There are a few different methods to get the information you are
interested in. Each method produces slightly different results, and
you will need to decide which method best fits your needs.
Method 1:
Get the transcript accession, gene name and RNA size from the
refSeqAli table and then write a script to get the longest
transcript for a particular gene symbol. This method involves
extracting the total RNA size, which may include the unaligned
portions of this RNA in the genome (polyA tails, etc.) Here is a
MySQL command to get this information:
mysql --user=genome --host=genome-mysql.cse.ucsc.edu -A
-Ne "select gene.name2, ali.qName, ali.qSize from refGene gene,
refSeqAli ali where gene.name=ali.qName" hg38
Method 2:
This method is similar to "Method 1" described above as we're going
to be extracting the gene symbol, transcript name, and RNA size from
the refSeqAli table. This difference is that we're going to be
calculating the size based on the regions of the RNA that align to
the genome (meaning that it excludes unaligned sequence such as the
polyA tail). As with before, you will ned to write your own script
to extract the largest transcript for each gene symbol.

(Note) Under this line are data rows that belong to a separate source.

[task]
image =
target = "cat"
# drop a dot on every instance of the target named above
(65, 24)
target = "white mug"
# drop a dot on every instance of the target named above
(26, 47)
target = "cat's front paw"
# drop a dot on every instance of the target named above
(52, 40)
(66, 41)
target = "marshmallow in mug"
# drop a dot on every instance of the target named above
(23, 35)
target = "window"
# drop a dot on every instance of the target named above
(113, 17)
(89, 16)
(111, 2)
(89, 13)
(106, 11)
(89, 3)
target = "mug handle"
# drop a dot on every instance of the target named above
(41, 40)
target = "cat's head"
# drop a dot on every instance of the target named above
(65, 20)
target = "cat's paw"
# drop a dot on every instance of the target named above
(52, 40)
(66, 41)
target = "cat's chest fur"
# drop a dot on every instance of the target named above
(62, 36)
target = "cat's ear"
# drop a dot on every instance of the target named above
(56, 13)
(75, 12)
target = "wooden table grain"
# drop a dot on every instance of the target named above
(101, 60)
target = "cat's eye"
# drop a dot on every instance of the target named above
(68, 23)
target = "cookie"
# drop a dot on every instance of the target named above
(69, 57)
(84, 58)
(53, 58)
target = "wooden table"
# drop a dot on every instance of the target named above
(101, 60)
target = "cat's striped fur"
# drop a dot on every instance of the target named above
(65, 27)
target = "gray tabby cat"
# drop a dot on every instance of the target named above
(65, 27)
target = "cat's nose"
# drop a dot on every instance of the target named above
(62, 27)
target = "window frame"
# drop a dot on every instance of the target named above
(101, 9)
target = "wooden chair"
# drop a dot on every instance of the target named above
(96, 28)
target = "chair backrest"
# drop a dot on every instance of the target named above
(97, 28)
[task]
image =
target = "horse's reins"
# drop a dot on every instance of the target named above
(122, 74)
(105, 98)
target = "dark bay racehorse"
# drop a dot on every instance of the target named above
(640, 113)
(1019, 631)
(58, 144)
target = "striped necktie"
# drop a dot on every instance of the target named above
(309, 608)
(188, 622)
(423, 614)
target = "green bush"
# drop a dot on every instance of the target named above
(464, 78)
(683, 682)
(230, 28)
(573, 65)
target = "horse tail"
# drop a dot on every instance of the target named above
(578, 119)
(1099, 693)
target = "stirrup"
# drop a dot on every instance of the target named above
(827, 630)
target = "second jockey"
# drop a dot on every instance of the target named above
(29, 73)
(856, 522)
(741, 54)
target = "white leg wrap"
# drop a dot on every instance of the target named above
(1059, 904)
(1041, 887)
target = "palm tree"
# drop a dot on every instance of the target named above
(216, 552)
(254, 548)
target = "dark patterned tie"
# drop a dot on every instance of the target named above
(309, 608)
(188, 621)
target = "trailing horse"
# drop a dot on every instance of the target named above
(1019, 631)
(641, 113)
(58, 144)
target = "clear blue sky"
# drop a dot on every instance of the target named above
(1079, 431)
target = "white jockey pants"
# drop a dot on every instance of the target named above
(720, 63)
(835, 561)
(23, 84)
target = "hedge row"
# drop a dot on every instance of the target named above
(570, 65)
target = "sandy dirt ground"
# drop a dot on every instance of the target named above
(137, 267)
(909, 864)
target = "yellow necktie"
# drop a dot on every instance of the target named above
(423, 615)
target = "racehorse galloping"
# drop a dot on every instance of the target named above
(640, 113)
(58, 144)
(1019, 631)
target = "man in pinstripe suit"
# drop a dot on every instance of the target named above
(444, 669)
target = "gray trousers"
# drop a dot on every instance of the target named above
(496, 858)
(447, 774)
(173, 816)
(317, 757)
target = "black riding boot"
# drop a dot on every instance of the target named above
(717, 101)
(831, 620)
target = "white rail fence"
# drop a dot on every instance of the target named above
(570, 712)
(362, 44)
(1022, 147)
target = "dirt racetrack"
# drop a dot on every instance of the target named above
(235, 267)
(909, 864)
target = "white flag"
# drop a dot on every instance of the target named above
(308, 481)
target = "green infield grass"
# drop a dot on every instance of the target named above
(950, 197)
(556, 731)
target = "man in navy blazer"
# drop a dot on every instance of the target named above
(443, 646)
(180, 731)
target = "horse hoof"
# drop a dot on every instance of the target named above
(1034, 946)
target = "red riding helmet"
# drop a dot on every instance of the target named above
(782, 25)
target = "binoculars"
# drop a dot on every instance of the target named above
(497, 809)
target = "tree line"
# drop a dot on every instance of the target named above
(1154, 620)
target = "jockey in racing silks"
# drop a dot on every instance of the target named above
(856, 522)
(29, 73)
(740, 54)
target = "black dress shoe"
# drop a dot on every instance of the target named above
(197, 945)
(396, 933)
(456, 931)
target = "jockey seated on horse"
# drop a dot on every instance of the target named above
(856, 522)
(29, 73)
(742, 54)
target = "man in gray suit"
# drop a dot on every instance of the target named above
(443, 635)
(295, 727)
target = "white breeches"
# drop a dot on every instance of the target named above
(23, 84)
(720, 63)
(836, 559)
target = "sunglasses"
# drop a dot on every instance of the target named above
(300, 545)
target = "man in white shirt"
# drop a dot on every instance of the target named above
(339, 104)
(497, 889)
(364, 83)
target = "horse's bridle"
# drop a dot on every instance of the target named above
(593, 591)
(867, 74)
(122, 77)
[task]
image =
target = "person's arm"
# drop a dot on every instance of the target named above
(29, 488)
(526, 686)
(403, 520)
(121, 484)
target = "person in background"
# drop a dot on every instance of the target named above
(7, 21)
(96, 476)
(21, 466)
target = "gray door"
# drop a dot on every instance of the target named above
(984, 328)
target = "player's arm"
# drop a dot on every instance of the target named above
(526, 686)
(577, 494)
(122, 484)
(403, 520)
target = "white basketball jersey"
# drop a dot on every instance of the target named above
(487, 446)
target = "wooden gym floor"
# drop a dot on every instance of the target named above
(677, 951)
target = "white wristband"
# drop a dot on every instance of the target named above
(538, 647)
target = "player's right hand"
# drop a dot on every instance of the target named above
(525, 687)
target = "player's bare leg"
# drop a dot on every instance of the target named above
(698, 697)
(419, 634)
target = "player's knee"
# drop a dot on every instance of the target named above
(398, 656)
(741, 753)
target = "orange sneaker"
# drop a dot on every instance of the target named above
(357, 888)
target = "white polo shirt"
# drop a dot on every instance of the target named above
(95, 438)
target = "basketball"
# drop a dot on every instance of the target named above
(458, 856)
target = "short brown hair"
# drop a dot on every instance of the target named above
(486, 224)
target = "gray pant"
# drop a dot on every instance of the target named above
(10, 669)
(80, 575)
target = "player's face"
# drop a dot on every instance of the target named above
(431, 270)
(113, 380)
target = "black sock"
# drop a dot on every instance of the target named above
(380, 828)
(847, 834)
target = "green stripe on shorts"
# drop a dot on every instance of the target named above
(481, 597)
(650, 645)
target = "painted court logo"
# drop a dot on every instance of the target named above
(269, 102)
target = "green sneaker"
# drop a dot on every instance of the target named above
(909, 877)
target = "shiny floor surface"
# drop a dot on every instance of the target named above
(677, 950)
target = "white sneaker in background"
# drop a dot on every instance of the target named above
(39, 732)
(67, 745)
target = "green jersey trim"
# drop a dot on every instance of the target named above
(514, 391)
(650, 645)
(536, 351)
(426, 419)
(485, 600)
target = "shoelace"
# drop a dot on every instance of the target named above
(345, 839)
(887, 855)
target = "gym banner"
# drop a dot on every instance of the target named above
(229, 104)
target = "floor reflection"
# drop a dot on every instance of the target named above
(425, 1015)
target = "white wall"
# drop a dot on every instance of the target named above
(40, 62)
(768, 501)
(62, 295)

Here is a
MySQL command to get this information:
mysql --user=genome --host=genome-mysql.cse.ucsc.edu -A
-Ne "select gene.name2, ali.qName, ali.qEnd-ali.qStart from
refGene gene, refSeqAli ali where gene.name=ali.qName" hg38
Method 3:
Use APPRIS tags to try to obtain a single gene size for each gene
symbol. Note that this method isn't perfect, and hat some gene
symbols may have more that one associated size, so you will have to
look at the results to find those cases. This method uses a link
between the ncbiRefSeq table (which is the "RefSeq All" track in the
new "NCBI RefSeq" track) and the wgEncodeGencodeRefSeqV24 table to
filter items in the ncbiRefSeq table based on the tags in the
wgEncodeGencodeTagV24 table:
mysql hg38 -h genome-mysql.soe.ucsc.edu -u genome -NBe '
\
select l.name, r.name, gt.tag, psl.qEnd - psl.qStart as length \
from ncbiRefSeq r, ncbiRefSeqLink l, wgEncodeGencodeRefSeqV24
gr, wgEncodeGencodeTagV24 gt, \
ncbiRefSeqPsl psl \
where r.name = l.id and r.name = gr.rnaAcc and gr.transcriptId
= gt.transcriptId \
and r.name = psl.qName \
and tag like "appris%"' \
| sort > geneTxTag.tab
Method 4:
This method uses a link between the refGene table and the
knownCanonical table to come up with a set of gene lengths for
almost every gene symbol. The knownCanonical table in hg38 has
already been filtered using APPRIS tags and, if these tags aren't
available, by transcript size. Again, it should be noted that this
method isn't perfect and there may be some gene symbols with more
than one size. The MySQL command to get this information:
mysql hg38 -h genome-mysql.soe.ucsc.edu -u genome -NBe '
\
select l.name, kr.value, psl.qEnd - psl.qStart as length \
from refGene r, hgFixed.refLink l, knownToRefSeq kr,
knownCanonical kc, refSeqAli psl \
where r.name = l.mrnaAcc and r.name = kr.value and kr.name =
kc.transcript \
and r.name = psl.qName \
group by kr.value' \
| sort > geneTxCanonical.tab
As said before, each of these sets of steps produces slightly
different results. I would highly recommend looking closely at the
output of each of them to find the one that best fits your needs.